Astrid Hepner’s Hamilton Music Collective is creating opportunities for the city’s next generation of musicians.
#ImmigrationMatters in Hamilton, Ontario - Striking a chord in the community
Striking a chord in the community
December 3, 2019
German-born Astrid moved to New York City in the 1990s, playing saxophone and working in the city’s busy recording industry for various companies, including the famous jazz label Blue Note Records. In 2005, she immigrated to Canada, settling in Hamilton with her daughter and her husband Darcy, who teaches music at Mohawk College.
“When I came to Hamilton I was impressed by its rich music scene, and as somebody who was new here, I wanted to contribute and be a part of it,” Astrid says. Since then, she has worked to expand and strengthen the music industry in Hamilton. In 2008, Astrid founded the Hamilton Music Collective and then used it to create An Instrument for Every Child (AIFEC) program.
AIFEC loans instruments and provides free music lessons to elementary school students who can’t afford the cost. Since its launch, it has involved some 5,000 students across 14 Hamilton schools and continues to expand.
Bob Miller, a retired steel company executive who chairs the Hamilton Music Collective’s board of directors, says the impact of the project goes beyond just exposing kids to music.
“People here really know about the program when you mention it. I think that’s because it doesn’t reach only a kid who wants to be a musician, it reaches the whole person and in turn, reaches the whole community. I call it ‘the Astrid effect’.”
AIFEC follows on other projects that Astrid brought to Hamilton. In 2005, she helped to create Portraits of Sound, a photo exhibit featuring various Hamilton musicians, from orchestra conductor Boris Brott to singers Jackie Washington and Ian Thomas, to punk rock band Teenage Head.
Later on, Astrid, with the help of the Hamilton Music Collective, went on to build a music concert program in Hamilton inner city elementary schools, complete with what she calls an “Instrument Petting Zoo” in which children could hold and try various instruments. It was from that initiative that AIFEC grew.
Jane Allison, a former Manager of Community Partnerships for the Hamilton Spectator newspaper, has been a backer of Astrid’s various projects. She believes the musician’s leadership of these efforts reflects her background as an immigrant.
“I think Astrid is a hybrid of the places she has lived and because of that, she has a strong appreciation of how culture can help to build a strong community. Plus, she has a huge heart, and can connect the dots of music, art and the community, while also working with a board of directors and organizations.”
For her part, Astrid believes the benefits of the projects have gone two ways.
“I think music can be a powerful way to give these kids joy, and I hope that my work has helped the city of Hamilton. But in turn, these programs have also helped to give me an identity,” she says.
“As an immigrant newcomer to Canada, I didn’t have a strong sense of belonging until I was able to connect to my community through music.”
Immigration profile: Hamilton, Ontario (Census Metropolitan Area)
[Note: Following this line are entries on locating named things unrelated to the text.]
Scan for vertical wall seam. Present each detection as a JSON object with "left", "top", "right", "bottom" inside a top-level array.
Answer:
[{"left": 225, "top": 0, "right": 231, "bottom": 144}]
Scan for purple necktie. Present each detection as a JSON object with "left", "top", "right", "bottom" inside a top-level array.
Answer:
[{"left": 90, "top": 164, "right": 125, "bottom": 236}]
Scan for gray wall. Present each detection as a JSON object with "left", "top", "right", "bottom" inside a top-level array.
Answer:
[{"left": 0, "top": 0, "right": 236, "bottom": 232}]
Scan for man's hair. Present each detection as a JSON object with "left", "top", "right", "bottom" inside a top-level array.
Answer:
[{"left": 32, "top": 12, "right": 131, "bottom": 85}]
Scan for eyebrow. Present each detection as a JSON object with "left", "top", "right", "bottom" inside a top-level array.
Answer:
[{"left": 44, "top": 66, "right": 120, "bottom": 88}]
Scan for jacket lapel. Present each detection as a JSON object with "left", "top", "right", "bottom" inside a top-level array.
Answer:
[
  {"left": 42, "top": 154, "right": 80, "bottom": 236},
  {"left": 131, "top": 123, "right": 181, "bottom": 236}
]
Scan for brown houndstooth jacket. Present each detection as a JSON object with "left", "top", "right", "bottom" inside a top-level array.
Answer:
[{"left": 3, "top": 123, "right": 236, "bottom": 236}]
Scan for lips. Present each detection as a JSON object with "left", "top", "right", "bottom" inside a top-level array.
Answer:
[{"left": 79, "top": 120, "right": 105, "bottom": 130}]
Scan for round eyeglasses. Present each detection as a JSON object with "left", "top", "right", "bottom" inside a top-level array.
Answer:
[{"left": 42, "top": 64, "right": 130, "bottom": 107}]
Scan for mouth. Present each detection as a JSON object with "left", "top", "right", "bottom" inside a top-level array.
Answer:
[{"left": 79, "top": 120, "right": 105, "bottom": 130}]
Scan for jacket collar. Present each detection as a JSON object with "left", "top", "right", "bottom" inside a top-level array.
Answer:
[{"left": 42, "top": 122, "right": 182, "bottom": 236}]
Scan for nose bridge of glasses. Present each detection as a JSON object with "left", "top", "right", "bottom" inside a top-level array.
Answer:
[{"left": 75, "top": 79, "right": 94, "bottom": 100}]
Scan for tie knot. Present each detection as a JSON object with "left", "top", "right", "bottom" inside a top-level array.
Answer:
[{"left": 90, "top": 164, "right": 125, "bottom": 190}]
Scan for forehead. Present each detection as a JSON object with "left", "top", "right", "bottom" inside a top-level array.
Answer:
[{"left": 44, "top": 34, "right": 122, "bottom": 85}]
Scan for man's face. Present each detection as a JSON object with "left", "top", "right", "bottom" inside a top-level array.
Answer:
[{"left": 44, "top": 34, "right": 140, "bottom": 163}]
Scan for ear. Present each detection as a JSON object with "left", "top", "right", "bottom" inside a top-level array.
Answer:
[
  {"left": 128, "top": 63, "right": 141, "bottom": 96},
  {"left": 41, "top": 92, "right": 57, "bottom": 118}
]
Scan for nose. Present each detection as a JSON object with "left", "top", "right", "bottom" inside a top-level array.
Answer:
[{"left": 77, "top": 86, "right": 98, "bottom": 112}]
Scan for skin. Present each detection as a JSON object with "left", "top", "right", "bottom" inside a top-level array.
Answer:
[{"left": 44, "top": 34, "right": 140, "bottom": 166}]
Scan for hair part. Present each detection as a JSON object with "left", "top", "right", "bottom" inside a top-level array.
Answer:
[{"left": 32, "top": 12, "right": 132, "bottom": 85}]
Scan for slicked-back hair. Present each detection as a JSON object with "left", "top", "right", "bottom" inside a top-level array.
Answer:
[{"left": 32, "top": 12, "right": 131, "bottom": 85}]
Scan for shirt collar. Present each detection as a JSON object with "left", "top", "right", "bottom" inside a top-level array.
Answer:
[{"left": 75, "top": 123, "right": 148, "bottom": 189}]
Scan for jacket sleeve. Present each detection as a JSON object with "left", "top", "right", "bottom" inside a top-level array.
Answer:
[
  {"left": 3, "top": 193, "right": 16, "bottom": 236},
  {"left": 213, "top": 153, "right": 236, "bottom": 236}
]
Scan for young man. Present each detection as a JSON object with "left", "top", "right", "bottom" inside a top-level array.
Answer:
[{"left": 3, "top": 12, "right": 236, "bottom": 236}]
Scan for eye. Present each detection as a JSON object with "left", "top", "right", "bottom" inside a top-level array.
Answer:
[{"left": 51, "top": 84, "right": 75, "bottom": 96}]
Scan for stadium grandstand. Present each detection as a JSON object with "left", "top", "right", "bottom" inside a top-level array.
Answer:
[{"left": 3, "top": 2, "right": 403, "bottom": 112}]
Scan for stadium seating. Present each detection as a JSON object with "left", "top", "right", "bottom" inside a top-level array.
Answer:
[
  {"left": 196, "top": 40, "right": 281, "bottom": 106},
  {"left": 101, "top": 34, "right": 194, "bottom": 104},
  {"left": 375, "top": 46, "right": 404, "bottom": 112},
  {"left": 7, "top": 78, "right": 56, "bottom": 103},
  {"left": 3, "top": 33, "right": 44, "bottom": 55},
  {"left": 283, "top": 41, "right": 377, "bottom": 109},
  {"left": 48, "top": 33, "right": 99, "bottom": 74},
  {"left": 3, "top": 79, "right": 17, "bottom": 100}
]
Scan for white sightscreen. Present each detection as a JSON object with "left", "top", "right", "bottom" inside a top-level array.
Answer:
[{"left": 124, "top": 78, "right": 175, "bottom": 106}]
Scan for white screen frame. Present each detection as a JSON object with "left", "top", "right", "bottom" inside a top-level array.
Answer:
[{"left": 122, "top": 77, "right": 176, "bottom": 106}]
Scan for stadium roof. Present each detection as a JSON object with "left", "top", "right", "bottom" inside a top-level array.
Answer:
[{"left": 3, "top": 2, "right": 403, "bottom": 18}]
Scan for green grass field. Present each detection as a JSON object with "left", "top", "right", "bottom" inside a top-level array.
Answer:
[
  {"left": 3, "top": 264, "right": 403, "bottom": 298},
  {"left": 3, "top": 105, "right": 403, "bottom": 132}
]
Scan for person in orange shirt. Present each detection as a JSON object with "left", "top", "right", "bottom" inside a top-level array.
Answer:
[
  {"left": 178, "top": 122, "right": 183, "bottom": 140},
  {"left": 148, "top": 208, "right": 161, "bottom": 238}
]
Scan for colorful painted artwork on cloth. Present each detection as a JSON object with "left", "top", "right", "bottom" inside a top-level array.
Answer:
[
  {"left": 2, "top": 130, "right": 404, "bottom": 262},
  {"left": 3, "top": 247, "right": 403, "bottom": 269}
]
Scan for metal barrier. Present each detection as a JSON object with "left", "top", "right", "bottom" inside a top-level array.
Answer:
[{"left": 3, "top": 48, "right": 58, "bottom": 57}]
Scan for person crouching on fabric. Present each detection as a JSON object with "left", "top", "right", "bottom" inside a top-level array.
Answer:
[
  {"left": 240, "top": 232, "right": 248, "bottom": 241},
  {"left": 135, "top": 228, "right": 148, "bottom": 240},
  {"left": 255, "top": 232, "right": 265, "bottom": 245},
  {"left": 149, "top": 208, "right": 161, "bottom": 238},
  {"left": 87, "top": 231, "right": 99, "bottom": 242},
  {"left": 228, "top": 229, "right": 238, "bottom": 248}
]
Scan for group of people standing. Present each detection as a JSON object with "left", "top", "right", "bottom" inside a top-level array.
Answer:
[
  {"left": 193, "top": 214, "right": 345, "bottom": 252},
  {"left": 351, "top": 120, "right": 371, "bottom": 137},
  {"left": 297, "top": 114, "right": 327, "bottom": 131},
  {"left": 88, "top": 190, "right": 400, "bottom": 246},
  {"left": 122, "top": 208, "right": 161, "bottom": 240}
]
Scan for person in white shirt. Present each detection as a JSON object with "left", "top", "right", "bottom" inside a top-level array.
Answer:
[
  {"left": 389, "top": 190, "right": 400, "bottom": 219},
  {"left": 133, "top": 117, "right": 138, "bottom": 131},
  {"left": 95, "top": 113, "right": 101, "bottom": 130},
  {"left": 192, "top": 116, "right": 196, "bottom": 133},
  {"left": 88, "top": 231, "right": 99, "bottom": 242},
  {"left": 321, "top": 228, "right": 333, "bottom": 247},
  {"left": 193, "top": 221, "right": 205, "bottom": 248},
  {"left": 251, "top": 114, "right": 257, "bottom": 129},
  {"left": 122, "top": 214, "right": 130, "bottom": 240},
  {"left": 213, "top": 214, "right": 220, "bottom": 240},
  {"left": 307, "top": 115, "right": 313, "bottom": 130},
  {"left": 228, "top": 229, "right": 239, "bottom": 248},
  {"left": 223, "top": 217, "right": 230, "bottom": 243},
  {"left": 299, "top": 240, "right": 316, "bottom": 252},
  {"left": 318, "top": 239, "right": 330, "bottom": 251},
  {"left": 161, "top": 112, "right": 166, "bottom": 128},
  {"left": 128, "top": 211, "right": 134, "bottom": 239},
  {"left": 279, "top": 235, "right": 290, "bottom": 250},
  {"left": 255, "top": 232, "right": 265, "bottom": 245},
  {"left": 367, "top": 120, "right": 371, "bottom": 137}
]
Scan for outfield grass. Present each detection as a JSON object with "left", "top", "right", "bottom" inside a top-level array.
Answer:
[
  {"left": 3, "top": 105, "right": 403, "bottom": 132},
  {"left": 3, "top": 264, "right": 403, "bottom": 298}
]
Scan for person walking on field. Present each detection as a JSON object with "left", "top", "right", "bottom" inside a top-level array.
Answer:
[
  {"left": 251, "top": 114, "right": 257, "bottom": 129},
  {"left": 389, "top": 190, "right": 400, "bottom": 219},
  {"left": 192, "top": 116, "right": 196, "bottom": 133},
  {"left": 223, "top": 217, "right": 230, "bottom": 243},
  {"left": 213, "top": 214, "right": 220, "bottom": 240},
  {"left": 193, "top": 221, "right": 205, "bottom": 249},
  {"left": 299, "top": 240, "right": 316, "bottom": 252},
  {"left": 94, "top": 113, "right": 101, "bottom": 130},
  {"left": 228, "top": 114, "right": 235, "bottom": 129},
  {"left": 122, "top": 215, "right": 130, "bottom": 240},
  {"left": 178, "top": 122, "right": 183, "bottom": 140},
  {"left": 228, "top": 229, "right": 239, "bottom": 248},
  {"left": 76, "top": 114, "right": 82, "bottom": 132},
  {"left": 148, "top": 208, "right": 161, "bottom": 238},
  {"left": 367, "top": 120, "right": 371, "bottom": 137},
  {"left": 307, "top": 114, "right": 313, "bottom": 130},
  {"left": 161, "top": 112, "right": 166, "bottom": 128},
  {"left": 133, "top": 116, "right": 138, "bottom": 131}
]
- Immigrants in Hamilton make up 24% of the population.
- Between 1980 and 2016, 42% of all immigrants to Hamilton came as economic immigrants, while 31% were sponsored by family, and 26% were refugees.
- More than 80,000 immigrants work in professional and technical occupations in arts and culture throughout the country. Read more about the benefits of immigration to arts and culture in Canada.
Did you know?
- Hamilton has the third-highest immigrant population in Ontario, following Toronto and Ottawa.